Dr. Christian Mestwerdt (47) tritt als Geschäftsführer der Dr. Kurt Wolff GmbH und der Dr. August Wolff GmbH & Co. KG Arzneimittel in die Bielefelder Dr. Wolff-Gruppe ein. Die Leitung des Familienunternehmens bleibt weiterhin eine Dreierspitze gemeinsam mit den Cousins und geschäftsführenden Gesellschaftern Eduard R. Dörrenberg und Christoph Harras-Wolff. Der Dipl. Kaufmann Dr. Christian Mestwerdt bekleidete seit 1998 verschiedene Funktionen in nationalen und internationalen Bereichen der Dr. August Oetker Nahrungsmittel KG. So verantwortete er seit 2010 die Geschäftstätigkeiten des Unternehmens in Afrika, Asien und Australien.

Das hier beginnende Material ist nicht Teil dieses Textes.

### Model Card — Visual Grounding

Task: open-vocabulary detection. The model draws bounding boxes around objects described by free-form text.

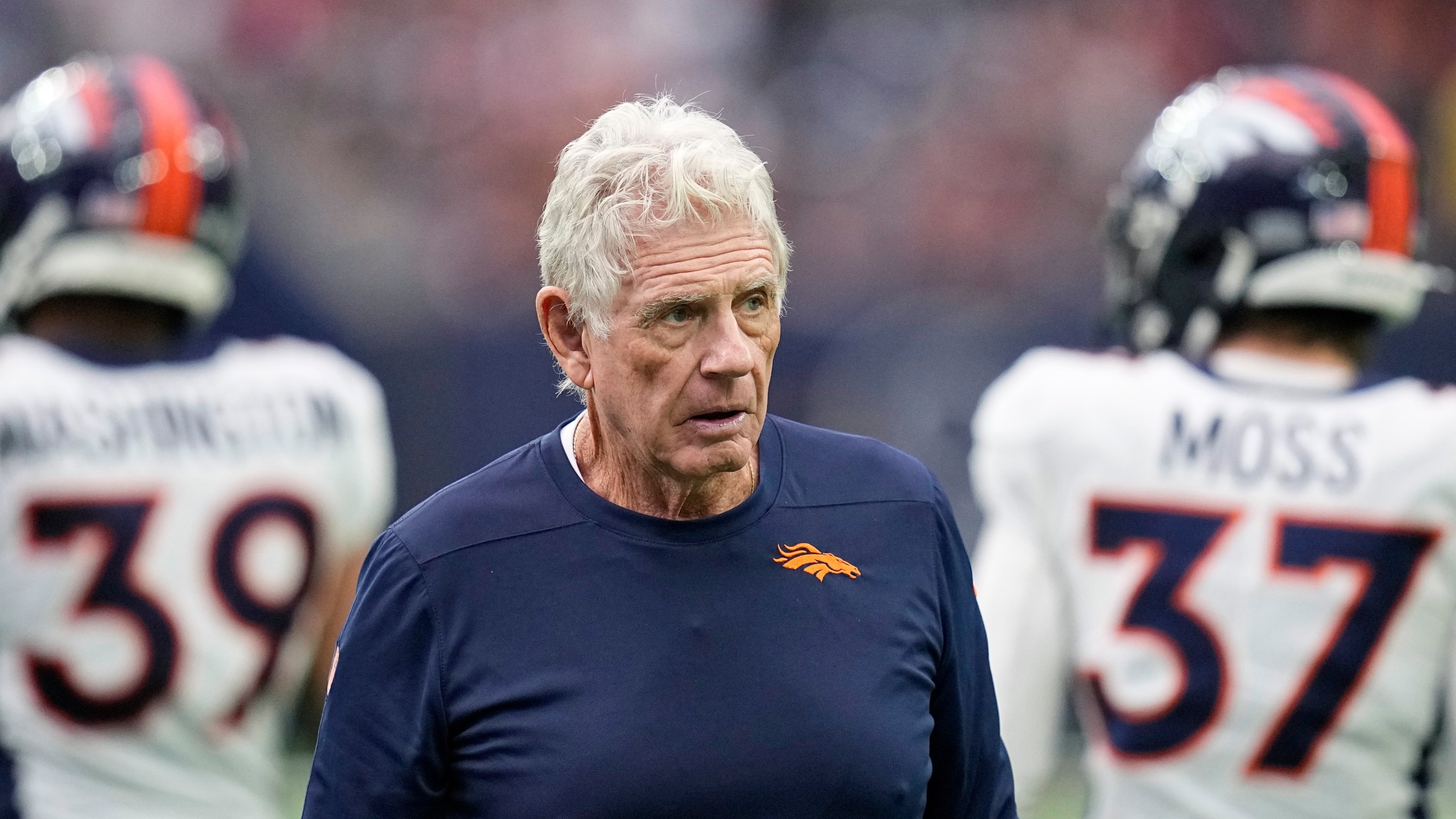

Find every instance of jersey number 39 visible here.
[26,495,317,726]
[1086,500,1437,775]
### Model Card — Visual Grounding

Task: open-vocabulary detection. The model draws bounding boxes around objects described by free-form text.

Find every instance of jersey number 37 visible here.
[1086,500,1438,775]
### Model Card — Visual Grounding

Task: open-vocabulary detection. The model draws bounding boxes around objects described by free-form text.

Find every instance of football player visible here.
[0,57,393,819]
[971,67,1456,819]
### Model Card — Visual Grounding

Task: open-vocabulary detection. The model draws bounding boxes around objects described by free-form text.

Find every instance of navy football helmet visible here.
[0,57,245,325]
[1103,65,1437,358]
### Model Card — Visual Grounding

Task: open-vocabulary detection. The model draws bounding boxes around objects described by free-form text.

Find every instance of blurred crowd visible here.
[0,0,1456,524]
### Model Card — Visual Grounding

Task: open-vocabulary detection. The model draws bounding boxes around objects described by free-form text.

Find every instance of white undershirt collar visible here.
[561,410,587,482]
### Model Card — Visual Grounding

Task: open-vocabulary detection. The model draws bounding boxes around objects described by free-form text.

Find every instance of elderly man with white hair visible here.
[304,98,1015,819]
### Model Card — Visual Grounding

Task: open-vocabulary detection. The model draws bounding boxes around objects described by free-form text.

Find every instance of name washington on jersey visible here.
[0,388,346,466]
[1159,408,1364,493]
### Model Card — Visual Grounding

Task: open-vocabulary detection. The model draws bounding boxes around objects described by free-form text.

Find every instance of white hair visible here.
[536,95,789,341]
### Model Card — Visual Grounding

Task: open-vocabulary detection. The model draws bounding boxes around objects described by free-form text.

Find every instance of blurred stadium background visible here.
[0,0,1456,816]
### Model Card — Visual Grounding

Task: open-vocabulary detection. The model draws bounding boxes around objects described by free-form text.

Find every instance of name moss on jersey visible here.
[0,335,393,819]
[973,350,1456,817]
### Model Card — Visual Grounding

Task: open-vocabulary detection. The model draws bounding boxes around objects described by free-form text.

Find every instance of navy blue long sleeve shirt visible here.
[304,415,1015,819]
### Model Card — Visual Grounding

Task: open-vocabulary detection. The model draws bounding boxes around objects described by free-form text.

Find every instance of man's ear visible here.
[536,287,593,389]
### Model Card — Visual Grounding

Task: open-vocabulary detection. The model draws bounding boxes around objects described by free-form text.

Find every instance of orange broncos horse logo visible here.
[773,544,859,583]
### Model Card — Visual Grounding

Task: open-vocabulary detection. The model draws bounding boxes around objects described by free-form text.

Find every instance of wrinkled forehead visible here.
[623,218,777,300]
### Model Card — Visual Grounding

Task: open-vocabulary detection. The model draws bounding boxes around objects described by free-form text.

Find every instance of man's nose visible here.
[699,308,753,379]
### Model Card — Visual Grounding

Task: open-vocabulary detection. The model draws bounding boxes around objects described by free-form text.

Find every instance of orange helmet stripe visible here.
[77,64,115,148]
[131,57,202,239]
[1326,75,1415,255]
[1235,77,1339,147]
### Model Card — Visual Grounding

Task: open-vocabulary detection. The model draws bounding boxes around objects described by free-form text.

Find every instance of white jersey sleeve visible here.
[296,342,395,552]
[970,350,1089,806]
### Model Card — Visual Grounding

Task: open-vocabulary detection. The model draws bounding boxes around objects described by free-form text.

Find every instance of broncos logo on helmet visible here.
[773,544,859,583]
[1103,65,1445,358]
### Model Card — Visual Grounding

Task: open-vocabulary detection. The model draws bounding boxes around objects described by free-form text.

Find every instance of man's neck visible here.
[575,408,759,520]
[1216,332,1360,375]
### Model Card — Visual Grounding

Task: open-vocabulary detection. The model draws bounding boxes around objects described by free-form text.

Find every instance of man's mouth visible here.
[687,410,748,430]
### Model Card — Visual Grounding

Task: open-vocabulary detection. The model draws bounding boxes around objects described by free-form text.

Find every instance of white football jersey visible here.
[971,350,1456,819]
[0,335,393,819]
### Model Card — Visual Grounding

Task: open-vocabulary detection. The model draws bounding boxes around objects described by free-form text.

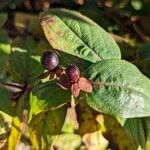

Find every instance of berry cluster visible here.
[40,51,93,97]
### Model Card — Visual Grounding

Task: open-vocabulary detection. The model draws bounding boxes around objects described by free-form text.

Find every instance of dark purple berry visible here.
[66,64,80,82]
[41,51,59,71]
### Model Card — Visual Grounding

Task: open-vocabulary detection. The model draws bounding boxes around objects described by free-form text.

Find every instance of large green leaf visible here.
[29,106,67,149]
[40,9,121,63]
[30,81,71,119]
[124,117,150,150]
[86,60,150,118]
[10,46,44,84]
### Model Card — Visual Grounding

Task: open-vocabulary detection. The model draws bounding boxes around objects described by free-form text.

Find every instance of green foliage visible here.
[0,84,12,115]
[0,29,10,73]
[0,0,150,150]
[86,60,150,118]
[40,9,121,63]
[29,81,71,120]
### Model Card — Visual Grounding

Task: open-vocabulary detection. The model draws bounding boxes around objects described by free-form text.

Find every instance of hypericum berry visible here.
[66,64,80,82]
[41,51,59,71]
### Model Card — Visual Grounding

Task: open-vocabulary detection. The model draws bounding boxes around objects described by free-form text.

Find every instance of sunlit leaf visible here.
[86,60,150,118]
[40,9,121,62]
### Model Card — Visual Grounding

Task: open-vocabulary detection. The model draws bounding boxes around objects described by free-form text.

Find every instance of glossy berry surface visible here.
[66,64,80,82]
[41,51,59,71]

Gründung einer digitalen Unternehmenseinheit

Mit dem Ziel, die Präsenz in digitalen Kanälen verstärkt auszubauen und so weitere Umsatzpotentiale zu heben, gründet Dr. Wolff eine eigene Unternehmenseinheit für die digitalen Bereiche. In der neu gegründeten Einheit verantwortet sie die Bereiche Social Media, Online Kampagnen und digitales Marketing. Durch die neue Unternehmenseinheit sollen neue Zielgruppen in digitalen Kanälen gewonnen werden.